Much Funnier than Critics Are Saying

Set in present-day Los Angeles, Jonah Hill and Kenya Barris‘s You People is a fuck-all racial culture-clash comedy (Jews vs. blacks) that isn’t half bad. In fact it’s darkly, brilliantly funny during the first 25% (I was actually laughing out loud and I never do that), and…okay, slightly less funny but still clever and diverting during the middle section, or roughly 60% of the running time.

The only part that massively sucks is a truly astonishing copout happy ending that occupies the last 12 to 15 minutes, give or take. If you can ignore this huge miscalculation You People doesn’t deserve the mostly shitty reviews — it really doesn’t. 85% to 90% of this well-produced film is not a burn

It’s been described as a 2023 riff on Guess Who’s Coming To Dinner, but it’s a lot nervier and crazy-good than anything Stanley Kramer ever had in mind.

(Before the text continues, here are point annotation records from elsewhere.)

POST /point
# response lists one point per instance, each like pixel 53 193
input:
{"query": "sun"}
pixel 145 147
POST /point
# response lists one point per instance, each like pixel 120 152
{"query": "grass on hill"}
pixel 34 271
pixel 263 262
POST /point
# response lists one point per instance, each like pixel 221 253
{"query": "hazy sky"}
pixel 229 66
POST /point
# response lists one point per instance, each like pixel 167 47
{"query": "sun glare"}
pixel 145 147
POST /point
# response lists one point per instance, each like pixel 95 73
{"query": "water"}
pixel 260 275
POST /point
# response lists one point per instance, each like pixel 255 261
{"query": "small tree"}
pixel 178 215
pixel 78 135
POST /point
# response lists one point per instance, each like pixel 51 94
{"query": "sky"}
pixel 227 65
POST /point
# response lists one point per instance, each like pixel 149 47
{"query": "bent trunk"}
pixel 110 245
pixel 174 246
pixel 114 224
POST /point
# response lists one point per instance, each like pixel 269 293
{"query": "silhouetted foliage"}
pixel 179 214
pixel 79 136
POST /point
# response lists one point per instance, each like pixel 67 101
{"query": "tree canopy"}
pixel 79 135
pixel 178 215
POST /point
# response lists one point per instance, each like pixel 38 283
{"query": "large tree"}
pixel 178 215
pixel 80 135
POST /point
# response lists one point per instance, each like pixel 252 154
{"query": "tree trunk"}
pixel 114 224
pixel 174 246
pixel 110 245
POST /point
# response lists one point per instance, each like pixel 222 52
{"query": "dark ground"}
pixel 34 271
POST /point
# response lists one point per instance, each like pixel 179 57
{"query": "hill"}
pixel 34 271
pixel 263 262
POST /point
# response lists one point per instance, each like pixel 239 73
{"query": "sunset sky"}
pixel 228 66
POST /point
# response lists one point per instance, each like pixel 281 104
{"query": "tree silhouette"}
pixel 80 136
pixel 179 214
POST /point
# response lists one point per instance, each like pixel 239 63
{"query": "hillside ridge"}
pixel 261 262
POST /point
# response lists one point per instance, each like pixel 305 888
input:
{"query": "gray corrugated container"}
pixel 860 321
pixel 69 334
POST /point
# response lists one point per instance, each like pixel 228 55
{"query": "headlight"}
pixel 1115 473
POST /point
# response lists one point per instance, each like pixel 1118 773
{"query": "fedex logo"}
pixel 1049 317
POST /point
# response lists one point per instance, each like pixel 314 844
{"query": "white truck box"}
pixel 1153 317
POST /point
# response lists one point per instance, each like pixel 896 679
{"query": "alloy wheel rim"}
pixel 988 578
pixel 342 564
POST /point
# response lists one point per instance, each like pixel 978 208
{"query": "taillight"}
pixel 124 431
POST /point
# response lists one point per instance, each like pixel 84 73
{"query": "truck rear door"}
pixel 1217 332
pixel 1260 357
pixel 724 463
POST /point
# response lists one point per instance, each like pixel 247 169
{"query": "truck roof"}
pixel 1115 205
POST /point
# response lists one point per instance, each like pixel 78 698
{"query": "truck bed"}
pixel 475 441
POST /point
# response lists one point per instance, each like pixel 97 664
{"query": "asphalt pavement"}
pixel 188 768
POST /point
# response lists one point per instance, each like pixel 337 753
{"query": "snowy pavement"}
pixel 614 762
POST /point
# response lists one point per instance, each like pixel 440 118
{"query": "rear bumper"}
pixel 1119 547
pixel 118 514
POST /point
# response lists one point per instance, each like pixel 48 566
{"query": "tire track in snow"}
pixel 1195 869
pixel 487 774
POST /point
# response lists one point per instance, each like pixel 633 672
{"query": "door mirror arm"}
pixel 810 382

Hill is note perfect as a bearded, chunky, vaguely depressed 35 year-old fellow of the Hebrew persuasion; ditto Laurene London as the Muslim-raised cappuccino girl he falls in love with and wants to marry. (And vice versa.) Hill’s trying-way-too-hard-to-be-hip parents are broadly played by David Duchovny and Julia Louis-Dreyfus. Eddie Murphy (best of show after Hill) and Nia Long play London’s Baldwin Hills parents. All the major supporting performers are spot-on, especially Sam Jay, Travis Bennett, Deon Cole and Mike Epps.